Axumin-based PET/CT scans and detection of recurrent prostate cancer


A new report from a relatively small, single-institution study has provided additional information about the utility of [18F]fluciclovine (Axumin) PET/CT scans in the detection of recurrent prostate cancer after definitive first-line treatment.

The paper by Armstrong et al. from the Huntsman Cancer Institute in Salt Lake City looked at the rates of success in detecting recurrent prostate cancer at specific PSA levels through the use of [18F]fluciclovine PET/CT scans (see also this report in Renal & Urology News). The basic finding was that:

The probability of having positive imaging findings and increasing numbers of suspicious lesions rises with increasing PSA. Utilization of a lower PSA threshold of 0.5 [ng/ml] may allow earlier intervention with salvage therapies in biochemical recurrence.

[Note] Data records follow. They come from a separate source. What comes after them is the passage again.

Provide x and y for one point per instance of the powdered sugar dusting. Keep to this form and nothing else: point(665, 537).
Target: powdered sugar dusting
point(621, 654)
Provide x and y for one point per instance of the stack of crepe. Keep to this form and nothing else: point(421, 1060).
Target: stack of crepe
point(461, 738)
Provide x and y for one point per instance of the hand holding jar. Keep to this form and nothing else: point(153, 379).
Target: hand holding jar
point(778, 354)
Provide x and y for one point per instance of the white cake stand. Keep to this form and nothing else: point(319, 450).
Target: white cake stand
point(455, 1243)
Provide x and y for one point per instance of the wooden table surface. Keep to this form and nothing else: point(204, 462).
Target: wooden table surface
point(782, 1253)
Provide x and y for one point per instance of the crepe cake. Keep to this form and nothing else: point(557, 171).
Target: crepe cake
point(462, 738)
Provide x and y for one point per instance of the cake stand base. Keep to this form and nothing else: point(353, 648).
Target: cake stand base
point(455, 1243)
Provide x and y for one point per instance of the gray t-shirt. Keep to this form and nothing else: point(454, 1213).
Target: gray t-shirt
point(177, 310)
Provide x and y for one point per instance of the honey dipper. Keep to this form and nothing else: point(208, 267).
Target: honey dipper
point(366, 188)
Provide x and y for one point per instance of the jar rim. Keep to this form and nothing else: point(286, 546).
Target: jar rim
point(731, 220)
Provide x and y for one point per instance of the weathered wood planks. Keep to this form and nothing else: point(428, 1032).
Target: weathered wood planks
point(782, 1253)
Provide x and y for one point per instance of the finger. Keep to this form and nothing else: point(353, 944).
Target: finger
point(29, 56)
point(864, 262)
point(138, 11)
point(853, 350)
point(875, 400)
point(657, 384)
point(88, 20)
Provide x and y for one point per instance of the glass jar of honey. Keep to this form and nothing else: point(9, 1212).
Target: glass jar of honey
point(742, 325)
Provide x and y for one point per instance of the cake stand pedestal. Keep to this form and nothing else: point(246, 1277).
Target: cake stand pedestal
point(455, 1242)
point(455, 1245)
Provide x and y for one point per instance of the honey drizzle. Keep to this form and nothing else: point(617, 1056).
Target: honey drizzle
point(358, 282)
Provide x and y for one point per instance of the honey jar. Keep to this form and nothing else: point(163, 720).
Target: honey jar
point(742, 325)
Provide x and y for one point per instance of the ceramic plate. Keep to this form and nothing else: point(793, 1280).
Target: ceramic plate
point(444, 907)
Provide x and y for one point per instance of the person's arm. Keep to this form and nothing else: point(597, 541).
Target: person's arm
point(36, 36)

However, using a threshold below 1 [ng/ml]carries a higher risk of negative scans. Employing a higher PSA threshold of 1 to 2 [ng/ml] carries greater sensitivity and specificity and may maximize identifying individuals with early [biochemical recurrence] who may benefit from early intervention, while minimizing negative scans.

The study evaluated data from 115 men who were given [18F]fluciclovine PET/CT scans.

Among these 115 men:

  • 25 men (21.7 percent) had no concerning lesions.
  • 32 men (27.8 percent) had a single lesion.
  • 45 men (39.1 percent) had 2 to 5 lesions
  • 13 men (11.3%) had > 5 suspicious lesions.

When specific PSA thresholds were considered, lesions were detected in

  • 12/22 men (55.5 percent) with a PSA level of < 0.5 ng/ml
  • 24/34 men (70.6 percent) with a PSA level of 0.5 to 2.0 ng/ml
  • 54/59 men with a PSA level of > 2.0 ng/ml

These data seem to suggest that a PSA level of 1.5 ng/ml or thereabouts might be a reasonable threshold at which an [18F]fluciclovine PET/CT scan could be expected to identify a recurrent prostate cancer lesion after first-line therapy with a high degree of accuracy.

There is no information provided about the rates of false positive or false negative scan results in this paper. However, the report in Renal & Urology News does note that, again out of the 115 men given an [18F]fluciclovine PET/CT scan:

79 had undergone a prior computed tomography scan and 94 had undergone bone scans, with negative findings in the majority of them.

Clearly this type of scan can produce more and earlier actionable clinical data than the traditional types of scan for detection of disease recurrence. We are still waiting to see whether the gallium-67 PSMA-based scans can offer even more accurate data.

 

2 Responses

  1. The point isn’t to find most positive scans. The point is to detect recurrence at very low PSA values at recurrence after primary treatment.

  2. Dear Finn:

    With respect, surely the objective is to identify recurrences as early as possible with a high degree of accuracy, regardless of the number of positive lesions in an individual patient. False negative and false positive scan results are therefore a potential problem.